Ajanlar tarafından mecliste konuşulanları öğrenen İngilizler bir taarruza ihtimal veremiyordu.
Yunan Ordusunun asker sayısı 180.000’e ulaştı.
Yunan takviyelerine karşın, ilk başta Türk Ordusu
Yunan işgal güçleri karşısında batı cephesinde 60.000;
Fransa’ya karşı güney cephesinde (Kilikya) mücadele eden birlikler
25.000 olmak üzere toplam 85.000 askerden ibaretti.
Amerikan askerî belgeleri tarafından da hemen hemen teyit edilen bu durum,
Sakarya Meydan Muharebesi’nde Türk gücünün Yunan Ordusunun
yarısından bile daha az olduğunu göstermektedir.
Atatürk gizlice cephe ziyaretleri yapıyordu.
İsmet Paşa, Fevzi Paşa, Yakup Şevki Paşa ile harekat planını oluşturdular.
Yapılacak hamle dağlık bölgeden sızarak düşmanı asla beklemediği güney hattından vurmaktı.
Fakat bu oldukça riskli bir plandı.
Ordunun büyük bir bölümü gece vakti kaydırılacaktı.
Fark edilmesi halinde büyük bir hezimet yaşanabilirdi.
Yakup Şevki Paşa kaybedilmesi halinde hain ilan edileceklerini söyleyince
Atatürk tüm sorumluluğu üzerine aldı.
"Sorumluluk bana aittir. Kaybedersek beni hemen asarsınız" diyerek tartışmayı bitirdi.
Mustafa Kemal Paşa’nın planı kesindi.
Yunanlıların en güçlü olduğu yer olan Afyon’a saldırıp,
birlikleri ikiye bölüp ana bölüğü kurt kapanı dediğimiz kapana almayı düşünüyordu.
21 Ağustos 1922 tarihli gazetelerde, Mustafa Kemal Paşa’nın
Çankaya’da bir çay ziyafeti vereceği haberleri yer alıyordu.
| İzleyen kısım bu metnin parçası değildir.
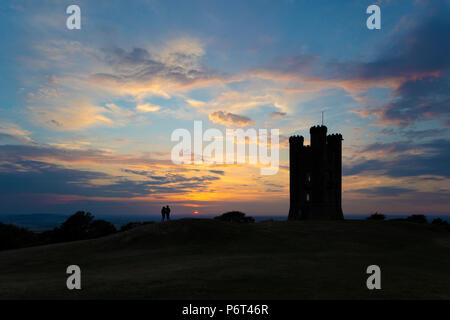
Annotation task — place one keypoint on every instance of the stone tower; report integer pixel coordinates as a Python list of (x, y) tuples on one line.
[(316, 176)]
Oysa ki Başkomutan, Batı Cephesi Karargahı’nda, İsmet İnönü’ye
26 Ağustos 1922 sabahı düşmana taarruz edilmesi emrini veriyordu.
Büyük taarruzun komuta heyeti;
Başkomutan Gazi Mustafa Kemal Paşa,
Genelkurmay Başkanı Fevzi (Çakmak) Paşa,
Batı Cephesi Komutanı İsmet (İnönü) Paşa,
1. Ordu Komutanı Nurettin Paşa,
2. Ordu Komutanı Yakup Şevki (Subaşı) Paşa,
5. Süvari Kolordu Komutanı Fahrettin (Altay) Paşa
ve
Kocaeli Grup Komutanı Kurmay Albay Halit’ten oluşuyordu.
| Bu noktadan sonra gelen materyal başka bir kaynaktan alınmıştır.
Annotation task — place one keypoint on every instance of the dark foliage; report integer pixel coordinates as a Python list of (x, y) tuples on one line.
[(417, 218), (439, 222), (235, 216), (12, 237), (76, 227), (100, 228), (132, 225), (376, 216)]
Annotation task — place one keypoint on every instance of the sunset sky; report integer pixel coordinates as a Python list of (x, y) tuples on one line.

Başkomutan taarruz başlamadan önce uygulanması için
Batı Cephesi kurmay başkanı Kurmay Albay Asım Gündüz’e (Orgeneral) şu emri vermiştir;
“25 Ağustos akşamı her türlü haberleşmeye son verilecek.
Limanlara giriş-çıkış durdurulacak,
İstanbul ile İzmit arasındaki kara ve demiryolu ulaşımı kesilecek.
Biz işimizi bitirene kadar dünyanın Anadolu’dan haberi olmayacak.”

İngiliz ve onların haber alma başarılarına güvenenler,
Ankara’da Mustafa Kemal Paşa’ya bir darbe yapıldığını düşünmekteydiler…
Türk cephesinde bunlar olurken Yunan cephesinde ise
25-26 Ağustos gecesi Afyon orduevinde bir balo tertiplenmiştir.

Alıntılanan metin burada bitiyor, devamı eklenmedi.